We are a peace loving nation


WITH the 2018 general elections drawing closer each day, the regime change brigade looks determined to seek the attention of the ‘international’ community for possible intervention.
The apparent general consensus by civic organisations at a meeting organised by SAPES Trust last week was the need to draw world attention to the political environment in the country.
It was deemed the prevailing peace in the country was not the ideal condition to draw such attention.
Thus an artificial climate of a crisis situation had to be created so that the so-called international community would question the legitimacy of the incumbent Government.
This entailed violent confrontation with the Government.
Following the opposition’s dismal failure in the 2013 polls, this time a change of tactics was preferred.
Social movements, as opposed to non-governmental organisations (NGOs), were tasked to spearhead this foreign-induced model.
NGOs were considered not so effective for quick and spontaneous action, since they had recognised structures with bureaucratic red tape.
Since they are registered, it was also feared they would be banned if they engaged in open mischief.
On the other hand, social movements do not need any structures and can rapidly influence people into uprising through whatsapp, facebook, twitter or Youtube.
The absence of the need to be accountable makes these channels of communication ideal means of stirring subversive activities.
This is the kind of an anarchic setup these regime change advocates consider suitable in order to thrive.
There is the danger of dismissing the ideas mooted at this meeting as just a talk show.
It cannot be so for this was a gathering sponsored by regime change giants like America’s National Endowment for Democracy (NED) and Britain’s Chatham House and Crisis in Zimbabwe Coalition.
NED and Chatham House are notorious for interfering in the internal affairs of sovereign states.
But even before this, we had alerted our readers about how social media was being used by our own artistes as a means of denigrating our Government.
We would not have minded if this onslaught was a result of the artistes’ genuine concerns.
Regrettably, it’s not.
Instead, they are being used by foreign imperialists whose interest is to install a puppet regime so that they can continue milking our natural resources with impunity.

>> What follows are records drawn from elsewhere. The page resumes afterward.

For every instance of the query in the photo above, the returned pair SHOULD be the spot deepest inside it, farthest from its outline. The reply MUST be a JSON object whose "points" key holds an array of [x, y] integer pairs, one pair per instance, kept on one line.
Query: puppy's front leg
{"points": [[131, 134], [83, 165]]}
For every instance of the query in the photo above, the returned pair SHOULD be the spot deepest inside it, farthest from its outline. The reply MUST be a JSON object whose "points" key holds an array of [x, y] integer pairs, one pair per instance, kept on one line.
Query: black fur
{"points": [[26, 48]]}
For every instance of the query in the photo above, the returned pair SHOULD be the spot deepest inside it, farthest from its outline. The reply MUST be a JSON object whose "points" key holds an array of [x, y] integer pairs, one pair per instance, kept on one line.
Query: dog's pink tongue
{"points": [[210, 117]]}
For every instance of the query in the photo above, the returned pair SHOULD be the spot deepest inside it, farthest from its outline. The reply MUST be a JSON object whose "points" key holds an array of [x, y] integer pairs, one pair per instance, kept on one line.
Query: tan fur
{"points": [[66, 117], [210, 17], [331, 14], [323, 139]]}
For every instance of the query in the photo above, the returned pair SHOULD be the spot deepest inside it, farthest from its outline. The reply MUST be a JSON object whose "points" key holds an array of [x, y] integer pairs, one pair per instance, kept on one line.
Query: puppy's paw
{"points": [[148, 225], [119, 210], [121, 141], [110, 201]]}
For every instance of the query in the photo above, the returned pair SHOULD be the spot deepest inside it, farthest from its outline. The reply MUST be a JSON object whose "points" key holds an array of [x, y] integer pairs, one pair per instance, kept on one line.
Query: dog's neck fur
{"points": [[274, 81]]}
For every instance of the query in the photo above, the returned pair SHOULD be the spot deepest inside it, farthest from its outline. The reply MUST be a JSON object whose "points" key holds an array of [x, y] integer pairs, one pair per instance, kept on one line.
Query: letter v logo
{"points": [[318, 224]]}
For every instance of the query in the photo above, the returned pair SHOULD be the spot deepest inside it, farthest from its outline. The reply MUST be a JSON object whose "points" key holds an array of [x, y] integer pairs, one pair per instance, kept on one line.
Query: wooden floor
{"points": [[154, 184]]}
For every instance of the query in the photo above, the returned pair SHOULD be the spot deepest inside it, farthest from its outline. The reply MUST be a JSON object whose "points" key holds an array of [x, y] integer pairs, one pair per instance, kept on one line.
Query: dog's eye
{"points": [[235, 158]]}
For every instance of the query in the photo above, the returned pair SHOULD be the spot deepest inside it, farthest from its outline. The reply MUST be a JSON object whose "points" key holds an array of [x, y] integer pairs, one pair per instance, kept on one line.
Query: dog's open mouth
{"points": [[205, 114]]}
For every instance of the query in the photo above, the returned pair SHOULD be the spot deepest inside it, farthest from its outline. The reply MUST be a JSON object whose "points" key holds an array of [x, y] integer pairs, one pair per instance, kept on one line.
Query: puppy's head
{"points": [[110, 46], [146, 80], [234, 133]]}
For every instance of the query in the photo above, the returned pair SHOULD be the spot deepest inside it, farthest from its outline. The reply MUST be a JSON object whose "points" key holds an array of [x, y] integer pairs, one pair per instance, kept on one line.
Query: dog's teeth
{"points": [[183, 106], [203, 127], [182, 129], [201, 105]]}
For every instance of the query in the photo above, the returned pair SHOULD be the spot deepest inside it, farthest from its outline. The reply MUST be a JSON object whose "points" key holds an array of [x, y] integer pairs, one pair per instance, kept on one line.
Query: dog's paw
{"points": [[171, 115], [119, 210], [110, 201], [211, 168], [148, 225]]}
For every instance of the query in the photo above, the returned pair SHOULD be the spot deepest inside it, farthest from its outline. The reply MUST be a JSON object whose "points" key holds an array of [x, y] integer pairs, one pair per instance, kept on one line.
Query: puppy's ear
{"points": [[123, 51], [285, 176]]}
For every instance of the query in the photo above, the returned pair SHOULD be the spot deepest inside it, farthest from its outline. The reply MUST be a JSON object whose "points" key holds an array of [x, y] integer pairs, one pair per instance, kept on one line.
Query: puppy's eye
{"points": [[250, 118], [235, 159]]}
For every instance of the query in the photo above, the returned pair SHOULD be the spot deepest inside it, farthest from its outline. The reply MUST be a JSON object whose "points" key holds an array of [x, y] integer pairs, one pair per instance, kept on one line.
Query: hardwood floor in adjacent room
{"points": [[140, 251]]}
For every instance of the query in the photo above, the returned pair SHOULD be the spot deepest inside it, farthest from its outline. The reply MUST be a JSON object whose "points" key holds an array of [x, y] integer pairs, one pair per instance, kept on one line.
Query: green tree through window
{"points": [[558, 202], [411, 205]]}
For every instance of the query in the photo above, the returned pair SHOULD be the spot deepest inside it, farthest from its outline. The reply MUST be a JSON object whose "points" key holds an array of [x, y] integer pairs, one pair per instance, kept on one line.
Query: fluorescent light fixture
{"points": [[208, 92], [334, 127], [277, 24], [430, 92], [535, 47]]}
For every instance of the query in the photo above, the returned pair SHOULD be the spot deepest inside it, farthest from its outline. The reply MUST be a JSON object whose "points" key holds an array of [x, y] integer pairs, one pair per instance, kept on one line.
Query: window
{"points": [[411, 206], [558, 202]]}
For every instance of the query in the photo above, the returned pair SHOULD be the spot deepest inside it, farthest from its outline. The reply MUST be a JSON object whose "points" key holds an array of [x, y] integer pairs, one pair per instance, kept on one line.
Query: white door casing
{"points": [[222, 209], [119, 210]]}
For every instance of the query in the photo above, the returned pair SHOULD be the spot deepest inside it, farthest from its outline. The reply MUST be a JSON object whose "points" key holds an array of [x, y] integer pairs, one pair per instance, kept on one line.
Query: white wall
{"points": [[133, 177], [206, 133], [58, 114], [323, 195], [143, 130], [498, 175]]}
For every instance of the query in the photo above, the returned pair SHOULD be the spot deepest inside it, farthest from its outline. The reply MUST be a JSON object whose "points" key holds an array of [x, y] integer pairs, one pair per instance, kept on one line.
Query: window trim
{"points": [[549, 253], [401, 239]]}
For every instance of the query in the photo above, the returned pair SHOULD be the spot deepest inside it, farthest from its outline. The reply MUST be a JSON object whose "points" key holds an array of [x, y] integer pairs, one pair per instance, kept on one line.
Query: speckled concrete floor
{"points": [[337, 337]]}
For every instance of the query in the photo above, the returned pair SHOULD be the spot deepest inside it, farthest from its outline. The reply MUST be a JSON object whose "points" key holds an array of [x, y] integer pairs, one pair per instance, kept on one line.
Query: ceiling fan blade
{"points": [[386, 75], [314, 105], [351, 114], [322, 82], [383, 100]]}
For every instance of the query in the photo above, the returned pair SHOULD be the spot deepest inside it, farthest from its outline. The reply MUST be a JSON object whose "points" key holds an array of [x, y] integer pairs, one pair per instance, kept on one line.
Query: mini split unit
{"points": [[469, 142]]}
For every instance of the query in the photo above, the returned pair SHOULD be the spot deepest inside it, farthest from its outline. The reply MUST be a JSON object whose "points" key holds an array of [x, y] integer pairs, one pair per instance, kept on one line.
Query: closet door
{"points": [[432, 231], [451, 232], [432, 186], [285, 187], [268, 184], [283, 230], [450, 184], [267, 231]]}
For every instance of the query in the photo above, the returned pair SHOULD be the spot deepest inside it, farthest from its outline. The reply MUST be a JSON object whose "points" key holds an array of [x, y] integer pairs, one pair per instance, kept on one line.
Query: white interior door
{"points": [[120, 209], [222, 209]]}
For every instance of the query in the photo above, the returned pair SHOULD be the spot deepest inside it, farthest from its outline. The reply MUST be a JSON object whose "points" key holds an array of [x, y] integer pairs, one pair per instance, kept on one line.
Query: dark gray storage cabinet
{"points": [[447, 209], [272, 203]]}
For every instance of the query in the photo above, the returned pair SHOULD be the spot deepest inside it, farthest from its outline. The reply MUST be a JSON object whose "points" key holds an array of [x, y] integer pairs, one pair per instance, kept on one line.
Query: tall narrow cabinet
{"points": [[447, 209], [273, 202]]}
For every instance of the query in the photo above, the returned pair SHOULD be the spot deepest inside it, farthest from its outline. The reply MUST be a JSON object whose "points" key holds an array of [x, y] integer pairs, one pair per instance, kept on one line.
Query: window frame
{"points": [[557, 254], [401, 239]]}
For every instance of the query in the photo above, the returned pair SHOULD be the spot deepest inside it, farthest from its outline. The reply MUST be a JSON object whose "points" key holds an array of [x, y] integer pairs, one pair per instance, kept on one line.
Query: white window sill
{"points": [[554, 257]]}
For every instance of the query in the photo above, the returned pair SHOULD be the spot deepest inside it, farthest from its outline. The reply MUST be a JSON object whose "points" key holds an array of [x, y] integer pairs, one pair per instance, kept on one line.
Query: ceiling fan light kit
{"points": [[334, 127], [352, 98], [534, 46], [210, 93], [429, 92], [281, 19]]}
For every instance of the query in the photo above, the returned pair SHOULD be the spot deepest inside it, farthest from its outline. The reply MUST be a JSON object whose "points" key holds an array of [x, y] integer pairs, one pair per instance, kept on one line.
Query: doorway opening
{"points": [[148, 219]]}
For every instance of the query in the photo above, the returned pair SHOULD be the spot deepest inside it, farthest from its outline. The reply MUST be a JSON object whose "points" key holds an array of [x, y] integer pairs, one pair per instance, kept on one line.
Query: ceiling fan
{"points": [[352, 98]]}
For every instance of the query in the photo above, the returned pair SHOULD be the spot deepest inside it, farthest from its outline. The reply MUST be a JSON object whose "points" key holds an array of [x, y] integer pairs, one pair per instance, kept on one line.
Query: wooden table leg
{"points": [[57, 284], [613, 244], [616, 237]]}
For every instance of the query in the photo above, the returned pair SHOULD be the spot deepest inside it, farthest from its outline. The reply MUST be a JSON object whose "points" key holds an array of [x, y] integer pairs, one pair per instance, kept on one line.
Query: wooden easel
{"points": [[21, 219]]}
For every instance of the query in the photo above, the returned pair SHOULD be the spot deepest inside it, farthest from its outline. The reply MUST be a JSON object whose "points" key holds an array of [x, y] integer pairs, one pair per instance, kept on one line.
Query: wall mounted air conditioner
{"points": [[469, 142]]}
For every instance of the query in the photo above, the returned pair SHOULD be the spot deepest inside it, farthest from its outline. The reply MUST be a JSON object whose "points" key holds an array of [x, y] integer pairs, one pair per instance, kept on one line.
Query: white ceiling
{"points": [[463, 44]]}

We have, in our previous editions, shown how characters like Cde Fatso and Silvanos Mudzvova have displayed fearful bravery in their attempts to provoke the Government into action.
They are no different from other rabble-rousers like Promise Mkwananzi and Evan Mawarire and their social movements.
But if the ‘resolutions’ passed at the just ended SAPES conference are anything to go by, then ‘we ain’t seen nothing yet’.
For when this succeeded in the 2011 Arab Springs and Libya, people woke up one day to find their legitimate governments overthrown.
Not only that.
But many lives were lost as well.
And the promised milk and honey that followed were disorder and anarchy instead, as witnessed in Libya today.
Of course the purpose of creating this climate of violence is two-pronged.
In the unlikely event that the puppet opposition wins at the 2018 polls, they will claim that their following is so strong that they have withstood the violence against them.
However, as expected, when they are once again thrashed, we should expect the same old song.
They will claim the elections were either rigged or were not free and fair or both.
The SAPES Trust-organised meeting last week laid the predictable ground for such an eventuality.
But first of all, we have to watch how far our country can be allowed to descend into chaos in the name of ‘democracy’, Western style.